In short: because using the NTMLE hard caps a team at the first apron, and the Pacers are closer to the first apron (about $9 million) than the total first-year value of the NTMLE ($about $15 million), the Pacers can’t use the entire salary cap exception without first lowering their spending.

“I think there’s a chance, but I don’t know yet. The truth is, you don’t know,” Pritchard said when asked directly if he planned to use the MLE in the offseason. “What happens is everybody goes through their draft. They redo their roster with roster depth, and then teams look at trades. Then the free agency starts to come.”

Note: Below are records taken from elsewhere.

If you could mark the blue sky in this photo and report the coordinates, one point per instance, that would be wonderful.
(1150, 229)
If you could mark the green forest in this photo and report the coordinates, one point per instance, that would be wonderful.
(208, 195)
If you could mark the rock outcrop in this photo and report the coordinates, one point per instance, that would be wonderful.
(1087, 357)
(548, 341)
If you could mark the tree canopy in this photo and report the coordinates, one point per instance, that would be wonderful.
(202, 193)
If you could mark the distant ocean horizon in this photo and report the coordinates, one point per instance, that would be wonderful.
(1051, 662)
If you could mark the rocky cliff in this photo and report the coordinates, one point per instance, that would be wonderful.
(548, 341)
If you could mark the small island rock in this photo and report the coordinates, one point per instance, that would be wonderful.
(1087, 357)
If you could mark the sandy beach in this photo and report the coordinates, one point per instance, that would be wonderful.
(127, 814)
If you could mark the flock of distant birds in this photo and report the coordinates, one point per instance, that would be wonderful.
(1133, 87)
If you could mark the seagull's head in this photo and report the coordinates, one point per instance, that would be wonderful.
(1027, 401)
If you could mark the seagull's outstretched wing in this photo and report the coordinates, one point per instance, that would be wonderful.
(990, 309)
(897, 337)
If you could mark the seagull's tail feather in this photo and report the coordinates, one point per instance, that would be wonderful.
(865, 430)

If the Pacers stick to using the TMLE, they wouldn’t have to shed salary and wouldn’t be subject to any restrictions outside of possibly crossing over the luxury tax. But they would be limited to worse players in free agency since they’d be offering a lower salary. It’s a fine balance for a franchise that believes it can contend right now.

The BAE, as mentioned above, allows a team to add a player on a one or two-year deal that starts at just under $5.5 million. It can only be used every other season, so front offices usually don’t sign players with this exception unless they have to – it also hard caps a team at the first apron. There’s not much strategy to minimum salary deals, and basically every team can use them.

Between those cheaper deals and exceptions, the Pacers have more routes to adding players via trades and via free agency in the offseason than they would have if they kept their draft pick. Securing a veteran rotation piece won’t make up for not having a top-four selection, but it could be a meaningful pivot from misfortune. The Pacers have the salary cap tools to do it.